How assignments are represented
Each scheduled card carries the practical information needed to manage work in motion. In the current UI that includes:
- topic title,
- cluster association,
- assignee identity,
- state,
- deadline timing,
- linked article access where available.
Cards also visually highlight urgency, which helps operators identify overdue or soon-due work before the cycle drifts further off track.
Why the cycle selector matters
The content cycle selector is one of the most important controls in this area because it determines which operating window the team is evaluating.
Use it to answer questions like:
- are we looking at the current cycle or the backlog,
- what work was intentionally moved forward,
- which cycle should new assignments belong to,
- what should be compared in analytics.
Without that cycle boundary, assignment reporting becomes much harder to interpret.
Analytics in the schedule layer
Inkpilots includes cycle analytics so the team can compare work completed in the current cycle with the previous one.
The current analytics surface includes:
- current cycle completion totals,
- previous cycle completion totals,
- delta in completed work,
- completion-rate comparison,
- completion by member,
- member-level current versus previous performance tables.
This is important because a schedule should not only show where work is. It should also show whether the current operating model is working.
Recommended operating sequence
- Start with a clear planned topic from Clusters and Topic Planning.
- Select or create the correct content cycle.
- Assign the work to the right person.
- Move the assignment through the state columns as work progresses.
- Use the board to detect stalled, overdue, or overloaded work.
- Use analytics to review whether the cycle pace is realistic.
- Move unfinished unpublished work forward intentionally when a new cycle begins.
This sequence keeps schedules grounded in operational reality instead of becoming a static plan.
Good operating practice
Keep the active cycle honest
Do not overload the selected cycle with work the team cannot realistically move. A crowded cycle creates false confidence and poor analytics.
Update state as work actually changes
The board only stays trustworthy when the columns match real progress. If state changes lag behind reality, the schedule becomes misleading.
Carry work forward deliberately
When the cycle ends, decide what moves into the next cycle. Do not let unfinished work drift without an explicit decision.
Use analytics for staffing and cadence decisions
If completion rates repeatedly fall, the problem may be planning quality, assignment size, or team capacity. Analytics should inform those decisions directly.
Keep schedules tied to articles
Assignment work is most useful when it points clearly to an article outcome. Scheduling without a likely output path creates administrative motion without editorial value.
Common mistakes to avoid
- Treating schedules as a generic task board disconnected from planning.

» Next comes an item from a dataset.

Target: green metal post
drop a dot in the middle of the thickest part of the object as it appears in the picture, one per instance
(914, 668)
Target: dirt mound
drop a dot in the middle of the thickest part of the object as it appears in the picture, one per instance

- Creating cycles without clear operating boundaries.
- Leaving assignments in outdated states.
- Ignoring overdue work until the cycle is already slipping.
- Reviewing cycle performance without comparing it to the previous period.
- Carrying work forward informally instead of through the cycle workflow.
How this page connects to the rest of the handbook
Use this page together with:
- Clusters and Topic Planning for the upstream structure of work,
- Article Lifecycle and Editor for the downstream output of assignments,
- Editorial Workflow for the full end-to-end system view.